18/03: reading and writing data in numpy

Category: numpy
Posted by: dmeliza
I've been using functions in the scipy.io module to read and write binary and ASCII data, specifically the fread(), fwrite() and write_array() functions. These have been deprecated due to some new functionality in numpy. I'm not sure how bleeding-edge this is, since I have been pretty erratic about installing numpy/scipy from svn and from official releases, but since there's no easily locatable documentation on the web at present, here are my notes. In each example, fp represents a file object (opened in the correct mode, of course), and the first line is the old scipy call that should be replaced with the new numpy call in the second line.

Writing binary data:


scipy.io.fwrite(fp, data.size, data.astype('int16').squeeze())
data.astype('int16').squeeze().tofile(fp, sep="")
 


Writing ASCII (i.e. tabular) data. I do this all the time when exporting large data sets to R. Write a header
line to the file first, and adjust the format string for your data.
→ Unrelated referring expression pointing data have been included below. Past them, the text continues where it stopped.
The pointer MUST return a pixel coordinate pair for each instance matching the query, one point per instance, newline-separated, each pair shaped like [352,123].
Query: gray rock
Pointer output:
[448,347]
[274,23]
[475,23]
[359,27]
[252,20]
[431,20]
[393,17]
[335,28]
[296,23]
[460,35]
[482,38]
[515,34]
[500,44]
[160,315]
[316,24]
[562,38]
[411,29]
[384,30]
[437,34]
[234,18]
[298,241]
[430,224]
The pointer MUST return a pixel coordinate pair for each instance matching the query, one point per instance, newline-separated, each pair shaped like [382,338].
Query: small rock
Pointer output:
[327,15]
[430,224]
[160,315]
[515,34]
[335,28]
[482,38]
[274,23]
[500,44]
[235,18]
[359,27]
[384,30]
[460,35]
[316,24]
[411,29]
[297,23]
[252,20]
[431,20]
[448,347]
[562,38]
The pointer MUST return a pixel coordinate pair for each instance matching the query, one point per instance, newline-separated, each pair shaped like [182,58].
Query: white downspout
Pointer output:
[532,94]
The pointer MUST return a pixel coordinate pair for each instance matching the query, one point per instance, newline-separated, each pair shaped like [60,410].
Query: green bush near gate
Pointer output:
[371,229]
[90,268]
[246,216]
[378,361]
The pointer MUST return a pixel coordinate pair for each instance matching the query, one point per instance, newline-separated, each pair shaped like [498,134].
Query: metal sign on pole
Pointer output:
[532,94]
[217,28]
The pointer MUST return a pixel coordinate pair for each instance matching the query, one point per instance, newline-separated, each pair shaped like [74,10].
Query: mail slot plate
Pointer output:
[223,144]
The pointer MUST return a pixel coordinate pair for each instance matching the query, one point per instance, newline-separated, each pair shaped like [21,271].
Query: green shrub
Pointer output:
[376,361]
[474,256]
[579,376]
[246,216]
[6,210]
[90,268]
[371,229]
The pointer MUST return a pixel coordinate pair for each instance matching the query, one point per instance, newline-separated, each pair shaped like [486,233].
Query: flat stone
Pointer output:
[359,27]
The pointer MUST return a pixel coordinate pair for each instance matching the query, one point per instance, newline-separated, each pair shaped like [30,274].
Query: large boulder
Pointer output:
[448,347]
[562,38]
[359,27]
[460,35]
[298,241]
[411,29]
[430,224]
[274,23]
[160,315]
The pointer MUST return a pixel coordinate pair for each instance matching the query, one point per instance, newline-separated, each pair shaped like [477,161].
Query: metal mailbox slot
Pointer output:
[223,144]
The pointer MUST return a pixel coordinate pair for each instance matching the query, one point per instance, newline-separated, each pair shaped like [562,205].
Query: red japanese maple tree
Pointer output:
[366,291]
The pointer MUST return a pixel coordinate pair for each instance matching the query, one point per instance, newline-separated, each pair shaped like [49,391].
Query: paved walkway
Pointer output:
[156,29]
scipy.io.write_array(fp, data.astype('i'))
numpy.savetxt(fp, data, fmt="%i")
 


Reading binary data (PCM sound data in this case):


data = scipy.io.fread(fp, frames, 'h', 'h')
data = numpy.fromfile(fp, dtype='h', count=frames)
 


An alternative is to use numpy's builtin memory-mapped file access, described here. This method supports complex and structured data types. For instance, I could replace my function for reading PCM data with the following line:


data = numpy.memmap("data.pcm", dtype='h', mode='r')
 


Python should handle the garbage collection on the object (data) when its reference count drops to zero, but I haven't tested this extensively. And of course you have to be careful about writing to the array, because it will affect what's on the disk. Setting the object to read-only mode (as above) will prevent this from happening, but a RuntimeError will be thrown if you try to modify the array.